When a CH is elected, the CH broadcasts an advertisement message to other sensor nodes in the sensor field, to invite them to join the cluster. During this phase, each non-CH node joins the cluster with the closest CH node based on the received signal strength of the advertisement message. After that, the sensor node informs the CH node that it will be a member of the cluster by sending a short join message.

4.3 Cooperative nodes and cluster head selection

4.3.1 Strategy to choose cooperative sensor nodes

The selection of cooperative nodes (CNs) greatly impacts the network lifetime. Thus, it is expected to design an appropriate selection strategy. During the initialization phase, the sink node broadcasts several BEACON messages periodically to all sensor nodes at a fixed power level. The nodes near the sink node receive the messages and flood them to the rest of the network.

The best candidate CNs are the sensor nodes that have sufficient residual energy and receive more BEACON messages. When a sensor node v receives a BEACON message, it increases the BEACON counter n b by one and records the signal strength s. Then, the sensor node calculates a probability of being selected as a CN, vchance, based on its residual energy, the counter n b , and the average signal strength of the received BEACON messages, i.e., vchance can be calculated by

$$ v_{\text{chance}}=a_{1}\frac{E_{\text{res}}}{E_{\text{max}}}+a_{2}n_{b}+a_{3}\frac{\sum s}{n_{b}} $$
(13)

where a1,a2, and a3 are the weight coefficients of the residual energy, the n b value, and the average signal strength of received BEACON messages, respectively.

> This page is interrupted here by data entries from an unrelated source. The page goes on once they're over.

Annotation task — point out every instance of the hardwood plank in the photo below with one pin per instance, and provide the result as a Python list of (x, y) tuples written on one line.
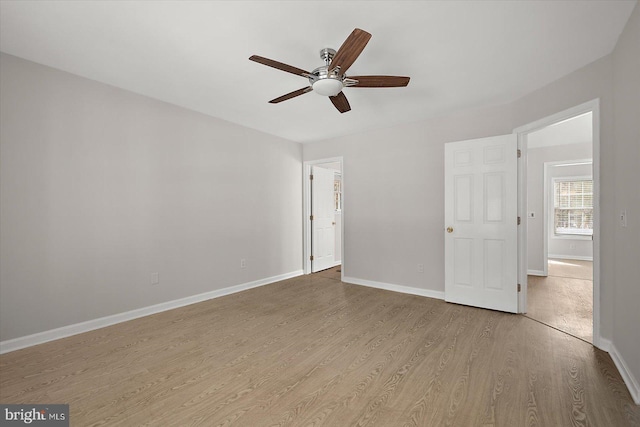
[(315, 351)]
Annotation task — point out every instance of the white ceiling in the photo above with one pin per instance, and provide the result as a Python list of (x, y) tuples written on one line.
[(576, 130), (194, 54)]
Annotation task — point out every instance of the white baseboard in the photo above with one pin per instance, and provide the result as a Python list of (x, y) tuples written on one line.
[(90, 325), (632, 382), (395, 288), (535, 273), (573, 257)]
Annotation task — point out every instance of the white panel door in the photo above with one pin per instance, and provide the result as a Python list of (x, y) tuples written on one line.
[(481, 241), (323, 223)]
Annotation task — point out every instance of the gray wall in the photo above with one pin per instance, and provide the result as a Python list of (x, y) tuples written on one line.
[(391, 224), (100, 188), (536, 158), (625, 257)]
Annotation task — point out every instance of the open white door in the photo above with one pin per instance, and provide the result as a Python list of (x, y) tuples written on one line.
[(323, 222), (481, 241)]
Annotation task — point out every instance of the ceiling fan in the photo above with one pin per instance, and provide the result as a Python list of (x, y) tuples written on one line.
[(329, 79)]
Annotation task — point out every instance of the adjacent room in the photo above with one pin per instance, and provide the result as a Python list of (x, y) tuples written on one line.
[(191, 234)]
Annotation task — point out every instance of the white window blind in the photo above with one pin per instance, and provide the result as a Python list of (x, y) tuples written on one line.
[(573, 206)]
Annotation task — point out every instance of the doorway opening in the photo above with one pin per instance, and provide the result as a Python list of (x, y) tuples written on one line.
[(559, 249), (323, 187)]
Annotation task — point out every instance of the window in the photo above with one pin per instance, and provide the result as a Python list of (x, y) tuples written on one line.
[(573, 206)]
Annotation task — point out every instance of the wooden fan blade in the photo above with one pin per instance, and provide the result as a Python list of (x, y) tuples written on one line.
[(291, 95), (279, 65), (340, 102), (350, 50), (380, 81)]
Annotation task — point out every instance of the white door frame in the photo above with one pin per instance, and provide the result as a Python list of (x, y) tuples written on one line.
[(592, 106), (306, 211)]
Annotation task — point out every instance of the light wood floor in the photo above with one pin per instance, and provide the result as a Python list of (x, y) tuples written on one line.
[(313, 351), (564, 299)]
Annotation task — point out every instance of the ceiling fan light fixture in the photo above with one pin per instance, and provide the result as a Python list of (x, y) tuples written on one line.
[(327, 87)]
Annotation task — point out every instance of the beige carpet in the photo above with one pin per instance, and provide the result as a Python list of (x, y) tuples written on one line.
[(564, 299)]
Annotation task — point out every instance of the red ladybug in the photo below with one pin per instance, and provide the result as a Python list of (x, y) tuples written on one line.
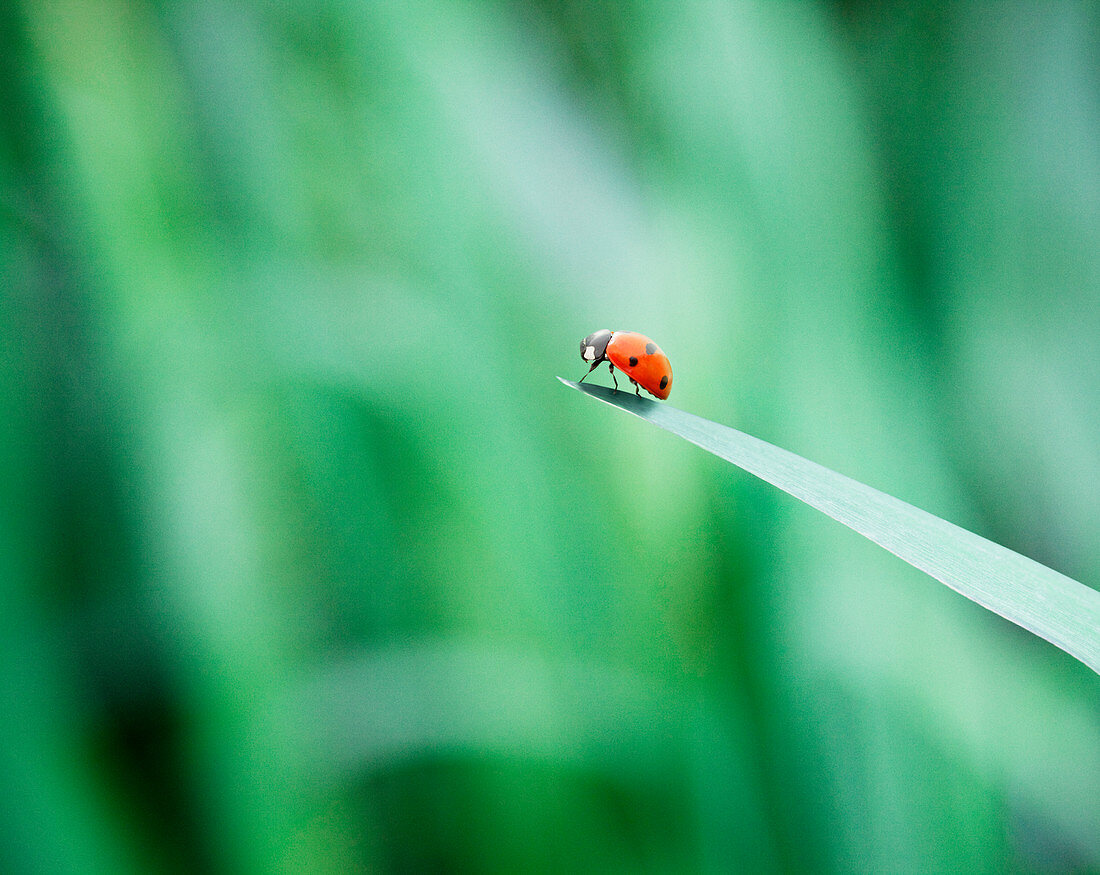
[(635, 354)]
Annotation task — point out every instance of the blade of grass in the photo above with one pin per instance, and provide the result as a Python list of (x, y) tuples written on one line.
[(1040, 599)]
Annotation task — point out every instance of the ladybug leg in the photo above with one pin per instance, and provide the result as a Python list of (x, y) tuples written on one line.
[(595, 364)]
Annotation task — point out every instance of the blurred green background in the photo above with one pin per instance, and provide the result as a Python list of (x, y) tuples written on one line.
[(307, 561)]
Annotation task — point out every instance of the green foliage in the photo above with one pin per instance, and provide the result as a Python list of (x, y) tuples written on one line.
[(305, 562), (1052, 605)]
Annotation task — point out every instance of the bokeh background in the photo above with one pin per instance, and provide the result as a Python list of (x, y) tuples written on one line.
[(307, 561)]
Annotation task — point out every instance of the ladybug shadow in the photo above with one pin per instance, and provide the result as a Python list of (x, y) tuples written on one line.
[(619, 397)]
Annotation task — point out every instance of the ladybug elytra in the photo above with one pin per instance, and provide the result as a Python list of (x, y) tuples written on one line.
[(635, 354)]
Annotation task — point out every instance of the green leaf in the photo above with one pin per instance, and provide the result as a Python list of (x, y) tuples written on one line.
[(1051, 604)]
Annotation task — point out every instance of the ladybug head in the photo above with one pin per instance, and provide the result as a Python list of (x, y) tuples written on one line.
[(594, 347)]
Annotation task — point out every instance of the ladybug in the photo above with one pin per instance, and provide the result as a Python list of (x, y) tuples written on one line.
[(635, 354)]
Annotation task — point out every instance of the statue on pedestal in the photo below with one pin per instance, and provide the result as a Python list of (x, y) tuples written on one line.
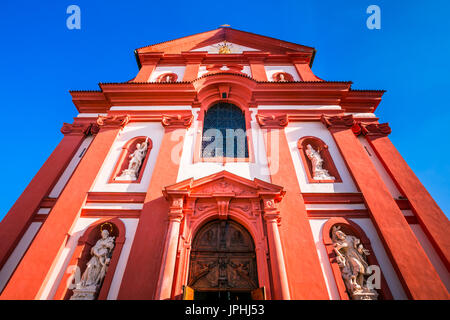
[(318, 172), (91, 280), (136, 158), (351, 258)]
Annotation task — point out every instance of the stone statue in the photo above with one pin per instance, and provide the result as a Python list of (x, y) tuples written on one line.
[(319, 173), (91, 280), (136, 158), (351, 258)]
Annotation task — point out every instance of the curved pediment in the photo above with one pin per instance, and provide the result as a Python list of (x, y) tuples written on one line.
[(224, 184)]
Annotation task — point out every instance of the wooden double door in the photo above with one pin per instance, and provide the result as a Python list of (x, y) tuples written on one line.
[(223, 264)]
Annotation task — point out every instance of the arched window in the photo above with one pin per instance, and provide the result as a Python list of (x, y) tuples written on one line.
[(224, 132)]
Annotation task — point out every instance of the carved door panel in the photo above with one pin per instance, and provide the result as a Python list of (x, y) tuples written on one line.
[(223, 258)]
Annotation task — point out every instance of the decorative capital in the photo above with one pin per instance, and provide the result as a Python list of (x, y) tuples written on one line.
[(177, 121), (375, 129), (79, 129), (338, 122), (273, 121), (113, 121), (271, 212), (176, 209)]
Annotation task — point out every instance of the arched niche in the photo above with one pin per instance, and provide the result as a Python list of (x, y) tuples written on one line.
[(167, 77), (82, 255), (124, 159), (328, 163), (350, 228)]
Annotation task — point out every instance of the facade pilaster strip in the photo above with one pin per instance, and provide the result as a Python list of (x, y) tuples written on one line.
[(17, 220), (400, 242), (305, 274), (141, 277), (32, 272), (430, 216)]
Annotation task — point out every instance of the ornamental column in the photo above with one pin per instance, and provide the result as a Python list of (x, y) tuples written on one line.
[(419, 278), (305, 277), (19, 217), (141, 276), (31, 274), (166, 274), (279, 276), (430, 216)]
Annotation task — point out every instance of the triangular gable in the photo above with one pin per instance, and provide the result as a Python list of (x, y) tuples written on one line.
[(237, 37), (234, 48), (223, 183)]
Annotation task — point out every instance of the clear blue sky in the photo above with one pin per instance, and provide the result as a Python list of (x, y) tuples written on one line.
[(40, 60)]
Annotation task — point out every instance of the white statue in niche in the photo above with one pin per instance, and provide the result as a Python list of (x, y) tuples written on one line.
[(92, 278), (319, 173), (351, 258), (136, 158)]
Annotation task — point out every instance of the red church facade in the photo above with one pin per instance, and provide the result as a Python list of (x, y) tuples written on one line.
[(155, 193)]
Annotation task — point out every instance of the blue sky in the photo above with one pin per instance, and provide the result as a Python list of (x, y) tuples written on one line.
[(40, 60)]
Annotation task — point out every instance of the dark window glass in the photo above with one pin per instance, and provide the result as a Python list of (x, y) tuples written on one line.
[(224, 132)]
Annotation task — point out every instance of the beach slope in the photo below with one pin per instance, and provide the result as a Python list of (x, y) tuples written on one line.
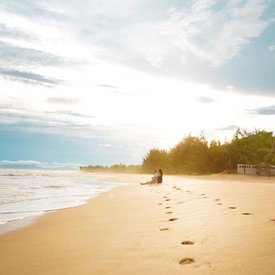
[(187, 225)]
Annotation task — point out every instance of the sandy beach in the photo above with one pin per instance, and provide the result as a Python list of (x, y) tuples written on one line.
[(219, 224)]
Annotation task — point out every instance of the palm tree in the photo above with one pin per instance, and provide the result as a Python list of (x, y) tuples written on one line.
[(270, 157)]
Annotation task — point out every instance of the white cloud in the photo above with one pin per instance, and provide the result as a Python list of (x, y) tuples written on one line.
[(216, 35)]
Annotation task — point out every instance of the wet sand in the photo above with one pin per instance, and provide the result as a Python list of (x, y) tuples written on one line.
[(220, 224)]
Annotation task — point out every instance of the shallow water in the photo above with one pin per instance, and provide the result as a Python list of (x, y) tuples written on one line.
[(29, 193)]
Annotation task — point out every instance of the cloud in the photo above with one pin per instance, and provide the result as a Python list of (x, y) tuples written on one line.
[(21, 162), (22, 56), (63, 100), (267, 110), (105, 145), (216, 31), (8, 32), (204, 99), (38, 164), (30, 78), (228, 128)]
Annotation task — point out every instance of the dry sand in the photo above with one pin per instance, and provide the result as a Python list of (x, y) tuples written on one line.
[(187, 225)]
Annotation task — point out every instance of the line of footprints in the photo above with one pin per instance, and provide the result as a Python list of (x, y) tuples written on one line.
[(186, 261)]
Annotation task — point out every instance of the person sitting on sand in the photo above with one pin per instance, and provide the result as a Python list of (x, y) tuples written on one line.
[(157, 178), (160, 175)]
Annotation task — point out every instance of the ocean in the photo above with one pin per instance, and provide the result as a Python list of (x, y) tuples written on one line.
[(26, 194)]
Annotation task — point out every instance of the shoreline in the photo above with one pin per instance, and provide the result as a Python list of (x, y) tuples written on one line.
[(219, 224)]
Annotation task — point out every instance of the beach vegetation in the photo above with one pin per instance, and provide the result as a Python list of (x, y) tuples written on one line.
[(194, 155)]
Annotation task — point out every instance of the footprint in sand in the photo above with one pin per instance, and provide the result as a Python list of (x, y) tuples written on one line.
[(185, 261), (187, 243), (164, 229)]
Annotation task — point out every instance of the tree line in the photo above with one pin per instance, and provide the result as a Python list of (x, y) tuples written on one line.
[(195, 155)]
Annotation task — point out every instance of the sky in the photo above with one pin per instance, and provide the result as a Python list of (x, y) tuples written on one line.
[(89, 82)]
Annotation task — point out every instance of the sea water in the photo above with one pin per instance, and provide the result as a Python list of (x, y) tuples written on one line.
[(30, 193)]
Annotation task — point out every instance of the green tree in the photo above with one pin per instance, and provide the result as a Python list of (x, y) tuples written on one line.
[(155, 159)]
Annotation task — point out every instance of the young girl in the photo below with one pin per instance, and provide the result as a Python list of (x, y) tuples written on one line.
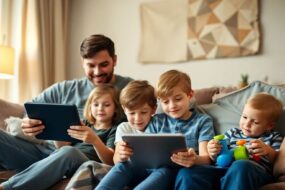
[(102, 112)]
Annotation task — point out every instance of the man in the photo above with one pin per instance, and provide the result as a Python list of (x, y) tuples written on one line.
[(38, 161)]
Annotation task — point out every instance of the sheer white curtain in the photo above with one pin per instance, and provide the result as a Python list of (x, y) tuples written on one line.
[(39, 36)]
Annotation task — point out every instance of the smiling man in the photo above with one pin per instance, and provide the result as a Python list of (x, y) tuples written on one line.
[(45, 161)]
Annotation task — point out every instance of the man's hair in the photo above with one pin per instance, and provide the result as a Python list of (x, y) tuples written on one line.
[(96, 43), (103, 89), (268, 103), (136, 93), (171, 79)]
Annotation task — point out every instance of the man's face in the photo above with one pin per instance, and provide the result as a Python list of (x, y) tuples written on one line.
[(100, 68)]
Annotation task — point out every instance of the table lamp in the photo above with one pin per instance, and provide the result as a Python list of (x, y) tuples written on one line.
[(6, 62)]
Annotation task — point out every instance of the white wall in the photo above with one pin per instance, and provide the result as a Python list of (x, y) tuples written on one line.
[(119, 19)]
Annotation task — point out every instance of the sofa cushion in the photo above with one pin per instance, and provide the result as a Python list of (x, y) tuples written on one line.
[(226, 110), (8, 109)]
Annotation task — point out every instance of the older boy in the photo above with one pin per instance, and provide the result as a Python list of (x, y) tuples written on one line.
[(258, 118), (139, 103), (174, 92)]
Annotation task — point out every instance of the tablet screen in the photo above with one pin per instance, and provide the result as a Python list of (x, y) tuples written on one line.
[(57, 118), (154, 150)]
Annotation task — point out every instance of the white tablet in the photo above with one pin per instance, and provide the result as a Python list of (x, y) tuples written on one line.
[(154, 150)]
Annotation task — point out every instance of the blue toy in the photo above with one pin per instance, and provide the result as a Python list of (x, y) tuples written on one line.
[(225, 157)]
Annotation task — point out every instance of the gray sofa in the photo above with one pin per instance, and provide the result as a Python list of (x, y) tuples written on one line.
[(224, 105)]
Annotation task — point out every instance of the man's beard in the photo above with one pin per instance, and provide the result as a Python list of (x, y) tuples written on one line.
[(107, 77)]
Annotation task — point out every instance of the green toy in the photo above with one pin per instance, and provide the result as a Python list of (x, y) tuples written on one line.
[(240, 152)]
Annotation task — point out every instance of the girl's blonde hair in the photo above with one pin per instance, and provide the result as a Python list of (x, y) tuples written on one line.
[(171, 79), (97, 92), (267, 103)]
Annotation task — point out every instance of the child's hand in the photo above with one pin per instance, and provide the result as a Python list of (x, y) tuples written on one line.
[(84, 133), (258, 147), (186, 159), (123, 151), (214, 148)]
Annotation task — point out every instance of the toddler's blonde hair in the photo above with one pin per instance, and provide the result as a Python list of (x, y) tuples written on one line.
[(97, 92), (137, 93), (171, 79), (267, 103)]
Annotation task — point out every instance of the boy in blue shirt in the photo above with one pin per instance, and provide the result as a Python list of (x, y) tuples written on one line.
[(174, 92), (258, 118)]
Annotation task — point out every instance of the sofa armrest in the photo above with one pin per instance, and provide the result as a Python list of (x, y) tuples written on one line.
[(8, 109)]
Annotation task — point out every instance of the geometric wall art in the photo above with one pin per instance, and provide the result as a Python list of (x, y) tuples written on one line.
[(181, 30)]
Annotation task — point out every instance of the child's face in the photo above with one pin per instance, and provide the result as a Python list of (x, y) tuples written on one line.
[(177, 104), (253, 122), (139, 118), (103, 108)]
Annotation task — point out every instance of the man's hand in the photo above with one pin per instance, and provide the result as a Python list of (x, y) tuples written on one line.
[(186, 159), (32, 127)]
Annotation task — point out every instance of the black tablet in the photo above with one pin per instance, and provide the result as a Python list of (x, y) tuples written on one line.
[(57, 118), (154, 150)]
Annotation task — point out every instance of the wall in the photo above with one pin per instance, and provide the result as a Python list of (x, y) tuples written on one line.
[(119, 19)]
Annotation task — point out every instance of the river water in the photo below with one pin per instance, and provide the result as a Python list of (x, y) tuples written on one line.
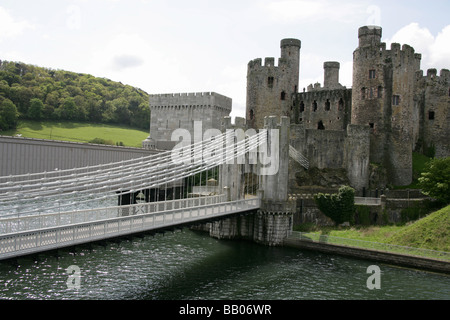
[(189, 265)]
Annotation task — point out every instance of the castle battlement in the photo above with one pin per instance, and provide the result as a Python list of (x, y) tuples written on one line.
[(194, 99)]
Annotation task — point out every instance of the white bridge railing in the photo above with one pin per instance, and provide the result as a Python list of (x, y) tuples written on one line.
[(127, 222), (32, 222)]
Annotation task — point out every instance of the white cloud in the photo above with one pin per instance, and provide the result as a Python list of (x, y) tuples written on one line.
[(300, 10), (11, 27), (435, 50)]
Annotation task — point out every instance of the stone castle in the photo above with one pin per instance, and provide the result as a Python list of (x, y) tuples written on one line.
[(391, 110)]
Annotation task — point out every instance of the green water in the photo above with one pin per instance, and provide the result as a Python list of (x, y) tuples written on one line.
[(193, 266)]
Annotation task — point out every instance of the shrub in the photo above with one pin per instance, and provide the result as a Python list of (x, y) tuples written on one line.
[(338, 207), (435, 180)]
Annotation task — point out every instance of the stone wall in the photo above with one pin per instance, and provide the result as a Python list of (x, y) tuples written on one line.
[(433, 100), (324, 109), (270, 87), (181, 110)]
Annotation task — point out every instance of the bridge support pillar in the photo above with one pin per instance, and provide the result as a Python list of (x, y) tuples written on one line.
[(274, 221)]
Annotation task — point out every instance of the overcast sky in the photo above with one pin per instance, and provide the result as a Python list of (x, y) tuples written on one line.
[(199, 45)]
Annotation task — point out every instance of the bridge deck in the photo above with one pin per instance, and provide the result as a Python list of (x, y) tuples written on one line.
[(31, 241)]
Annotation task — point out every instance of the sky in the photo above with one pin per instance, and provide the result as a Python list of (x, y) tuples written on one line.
[(171, 46)]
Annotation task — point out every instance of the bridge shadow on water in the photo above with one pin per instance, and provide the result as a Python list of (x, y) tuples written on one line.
[(221, 264)]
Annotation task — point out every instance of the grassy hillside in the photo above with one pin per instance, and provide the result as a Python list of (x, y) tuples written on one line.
[(30, 92), (431, 232), (79, 132)]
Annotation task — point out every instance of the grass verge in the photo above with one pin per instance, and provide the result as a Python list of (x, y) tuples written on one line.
[(79, 132)]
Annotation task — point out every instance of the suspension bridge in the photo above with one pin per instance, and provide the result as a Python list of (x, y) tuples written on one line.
[(189, 185)]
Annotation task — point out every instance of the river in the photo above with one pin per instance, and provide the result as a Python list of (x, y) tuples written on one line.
[(188, 265)]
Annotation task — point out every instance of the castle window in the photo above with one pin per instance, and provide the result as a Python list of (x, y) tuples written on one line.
[(395, 100), (327, 105), (320, 125), (380, 92), (431, 115), (302, 106), (341, 105)]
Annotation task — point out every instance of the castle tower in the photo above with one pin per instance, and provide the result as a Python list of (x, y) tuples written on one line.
[(331, 77), (383, 99), (269, 87)]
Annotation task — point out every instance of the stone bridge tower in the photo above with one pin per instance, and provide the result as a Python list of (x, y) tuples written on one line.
[(270, 87)]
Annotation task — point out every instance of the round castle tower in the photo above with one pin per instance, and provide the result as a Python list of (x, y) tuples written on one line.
[(383, 98), (269, 87)]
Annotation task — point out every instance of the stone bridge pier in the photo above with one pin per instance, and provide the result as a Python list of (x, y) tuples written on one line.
[(273, 222)]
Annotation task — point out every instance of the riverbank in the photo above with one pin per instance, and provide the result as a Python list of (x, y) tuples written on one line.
[(306, 242)]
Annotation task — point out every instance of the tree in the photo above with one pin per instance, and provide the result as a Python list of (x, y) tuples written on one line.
[(68, 110), (338, 207), (8, 115), (435, 180), (35, 111)]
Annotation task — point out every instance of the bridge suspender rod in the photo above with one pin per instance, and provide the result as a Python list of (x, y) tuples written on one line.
[(166, 176)]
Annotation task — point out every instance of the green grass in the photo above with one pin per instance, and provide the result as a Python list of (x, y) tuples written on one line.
[(79, 132), (431, 232)]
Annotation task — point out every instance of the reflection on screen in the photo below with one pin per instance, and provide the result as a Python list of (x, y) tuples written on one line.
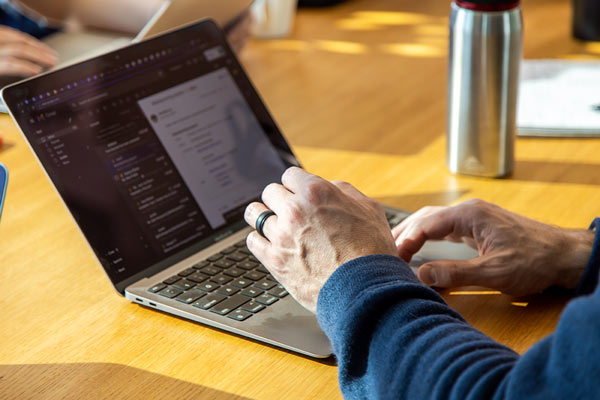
[(154, 148), (215, 141)]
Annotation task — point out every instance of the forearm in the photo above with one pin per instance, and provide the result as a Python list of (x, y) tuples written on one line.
[(119, 15), (395, 338)]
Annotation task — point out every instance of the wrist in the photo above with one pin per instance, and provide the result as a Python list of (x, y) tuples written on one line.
[(576, 255)]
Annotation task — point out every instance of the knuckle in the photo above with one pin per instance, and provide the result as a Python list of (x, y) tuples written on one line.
[(455, 275), (316, 192), (268, 189), (293, 213)]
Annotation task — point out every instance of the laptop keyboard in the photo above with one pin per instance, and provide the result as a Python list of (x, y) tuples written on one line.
[(231, 283)]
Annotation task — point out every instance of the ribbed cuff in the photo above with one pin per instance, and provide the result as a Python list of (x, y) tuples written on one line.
[(345, 285), (589, 280)]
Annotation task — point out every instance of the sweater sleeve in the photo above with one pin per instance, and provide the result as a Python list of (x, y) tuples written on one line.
[(395, 338)]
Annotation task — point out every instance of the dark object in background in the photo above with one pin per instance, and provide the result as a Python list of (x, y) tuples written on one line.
[(318, 3), (586, 19)]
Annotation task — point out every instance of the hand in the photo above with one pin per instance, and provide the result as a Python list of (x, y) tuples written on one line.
[(22, 55), (517, 255), (318, 226), (239, 34)]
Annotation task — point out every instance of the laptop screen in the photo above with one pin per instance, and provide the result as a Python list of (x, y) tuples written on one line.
[(156, 149)]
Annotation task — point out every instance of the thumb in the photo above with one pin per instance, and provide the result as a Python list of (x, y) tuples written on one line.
[(452, 273)]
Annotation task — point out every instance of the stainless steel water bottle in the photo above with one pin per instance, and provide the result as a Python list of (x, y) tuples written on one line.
[(485, 52)]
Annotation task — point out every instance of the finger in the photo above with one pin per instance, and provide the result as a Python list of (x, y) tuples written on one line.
[(259, 246), (27, 51), (294, 179), (453, 273), (13, 66), (252, 213), (275, 197), (414, 219)]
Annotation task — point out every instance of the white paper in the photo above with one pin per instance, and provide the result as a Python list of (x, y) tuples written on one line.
[(559, 98)]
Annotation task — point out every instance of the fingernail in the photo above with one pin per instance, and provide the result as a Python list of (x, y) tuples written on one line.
[(430, 276)]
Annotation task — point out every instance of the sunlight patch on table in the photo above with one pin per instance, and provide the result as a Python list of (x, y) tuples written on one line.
[(413, 50), (337, 46)]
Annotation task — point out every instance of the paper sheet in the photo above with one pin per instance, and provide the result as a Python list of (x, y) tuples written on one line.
[(559, 98)]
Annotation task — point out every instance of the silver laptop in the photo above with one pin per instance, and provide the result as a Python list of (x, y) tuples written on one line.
[(156, 149)]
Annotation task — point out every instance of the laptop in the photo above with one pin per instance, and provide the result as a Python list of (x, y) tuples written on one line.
[(77, 46), (156, 149), (80, 45)]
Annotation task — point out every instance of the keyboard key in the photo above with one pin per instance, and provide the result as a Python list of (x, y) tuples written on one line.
[(184, 284), (210, 270), (157, 287), (255, 276), (240, 315), (186, 272), (197, 277), (264, 284), (247, 265), (278, 291), (230, 304), (252, 307), (223, 263), (170, 292), (241, 283), (262, 269), (266, 299), (190, 296), (237, 257), (251, 292), (207, 302), (235, 272), (215, 257), (201, 264), (227, 290), (229, 250), (171, 280), (207, 286), (221, 279)]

Subsequently, the node v sends a candidate message containing its identification and the probability value to the cluster head. The nodes with higher probability values are more likely to be elected as CNs. The role of CNs would be rotated among cluster members when the energy level of a CN drops below an energy threshold.

4.3.2 Cluster head selection

Fuzzy logic is very suitable for implementing the heuristic clustering and its optimization like the cluster head quality classification. It is inherently robust since it does not require the precise and noise-free inputs and can be programmed to fail safely. The model of fuzzy logic control consists of a fuzzier, a fuzzy inference engine, and a defuzzier. In this paper, we use a fuzzy inference (FIS) to calculate the probability for a node to become a CH. The input variables of fuzzy inference are the residual energy Eres and the distance to the central node Dtocn, and the output is the probability of the node to be selected as a CH.

The first input variable of fuzzy logic shown in Table 1 is the distance between the sensor node and the central node, which have three values: close, medium, and far. A trapezoidal membership function is chosen for the values of close and far. On the other hand, the membership function of medium is a triangular membership function.

Table 1 Fuzzy mapping rules

The second one is the residual energy of the sensor node, with the values of low, rather low, medium, rather high, and high. The values of low and high correspond to a trapezoidal membership function, while other values of the variable use a triangular membership function.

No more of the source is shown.